Chapitre VIII

RÉQUISITION RÉVOLUTIONNAIRE


Les procédés de réquisition incohérents, dont usèrent, dès le début de la grève, les bandes de sans-travail, avaient été utiles pour donner l’orientation, mais ils étaient insuffisants et incertains. Il y fut substitué, grâce à l’initiative des organismes syndicaux, une méthode rationnelle de répartition qui, quoique rudimentaire, fut passablement satisfaisante.

Cette initiative s’imposait. Si les syndicats (qui se proclamaient aptes à réorganiser de fond en comble la société) eussent laissé le gouvernement veiller seul à l’approvisionnement, ils eussent été rapidement frappés de discrédit. Leur incapacité comparée à l’action du gouvernement aurait redonné du prestige à celui-ci et prouvé qu’il n’était pas aussi inutile et nuisible que le prétendaient ses détracteurs.

Les syndicats, tout en enrayant les efforts d’alimentation du pouvoir, organisèrent un système concurrent qui, tout informe qu’il fût, était supérieur.

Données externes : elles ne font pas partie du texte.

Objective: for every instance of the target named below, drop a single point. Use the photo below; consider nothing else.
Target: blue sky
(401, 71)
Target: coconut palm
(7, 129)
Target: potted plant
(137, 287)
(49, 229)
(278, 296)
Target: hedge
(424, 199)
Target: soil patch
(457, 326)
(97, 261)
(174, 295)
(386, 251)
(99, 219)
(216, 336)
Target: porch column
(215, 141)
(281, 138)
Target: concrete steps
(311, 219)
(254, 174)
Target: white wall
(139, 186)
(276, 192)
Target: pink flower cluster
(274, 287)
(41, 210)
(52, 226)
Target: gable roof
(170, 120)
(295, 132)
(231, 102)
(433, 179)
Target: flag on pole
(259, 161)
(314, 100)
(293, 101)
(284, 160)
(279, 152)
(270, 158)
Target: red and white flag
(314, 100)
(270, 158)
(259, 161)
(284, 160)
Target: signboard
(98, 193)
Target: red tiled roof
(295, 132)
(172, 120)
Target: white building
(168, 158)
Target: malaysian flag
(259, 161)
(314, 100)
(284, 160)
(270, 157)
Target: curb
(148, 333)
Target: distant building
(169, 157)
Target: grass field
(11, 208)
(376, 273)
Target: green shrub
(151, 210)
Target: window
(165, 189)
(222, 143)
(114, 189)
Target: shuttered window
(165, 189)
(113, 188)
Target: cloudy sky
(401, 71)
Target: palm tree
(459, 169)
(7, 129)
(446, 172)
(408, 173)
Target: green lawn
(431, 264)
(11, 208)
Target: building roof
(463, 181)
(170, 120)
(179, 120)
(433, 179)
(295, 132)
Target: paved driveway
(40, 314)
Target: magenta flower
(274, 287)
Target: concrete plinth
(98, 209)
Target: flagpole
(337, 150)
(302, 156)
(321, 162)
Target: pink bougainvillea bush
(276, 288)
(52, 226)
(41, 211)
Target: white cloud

Cette supériorité, les tendances communistes la firent apparaître : tandis que le gouvernement s’en tenait forcément au système commercial, ou tout au plus faisait la charité à ceux qui étaient dénués de numéraire, les syndicats pratiquaient une répartition égalitaire qui s’inspirait des principes de solidarité.

Leur premier soin fut de s’agglomérer la masse non encore syndiquée, car rares étaient les groupements qui comprenaient, sinon l’unanimité, mais même la majorité des membres de la corporation.

Jusque-là, les syndicats avaient, à de rares exceptions, groupé seulement l’élite ouvrière, qui bataillait pour l’amélioration générale et faisait bénéficier de ses efforts les êtres passifs, les non-syndiqués.

Tout en soutenant, cette fois encore, le poids de la lutte et tout en continuant à prendre les responsabilités de la bataille engagée, la minorité agissante appelait à elle les non-syndiqués ; elle ne les appelait pas au péril, mais à la répartition.

Des manifestes avisèrent donc tous les travailleurs, encore inorganisés, d’avoir à se faire inscrire à leur syndicat respectif, afin de pouvoir participer, sur le pied d’égalité, aux répartitions alimentaires qui allaient s’effectuer par l’entremise des organisations ouvrières.

Ces distributions de victuailles ne se firent pas avec un rigorisme étroit. D’autres que les syndiqués en bénéficièrent, des intellectuels, des commerçants, des artisans. Ceux-ci se trouvaient encore en marge de l’organisation syndicale parce qu’elle avait été, dans le passé, une organisation de combat ; mais ils allaient y trouver leur place, maintenant qu’elle serait transformée en organisme social.


Les syndicats de l’alimentation se constituèrent en commissions d’approvisionnement. Les réserves des grandes maisons de commerce, les dépôts, les magasins de gros, furent mis à contribution et c’est ainsi que les coopératives et les cuisines communistes, — installées dans les locaux de restaurants, et de marchands de vin, — purent faire des distributions et suffire en partie à la consommation.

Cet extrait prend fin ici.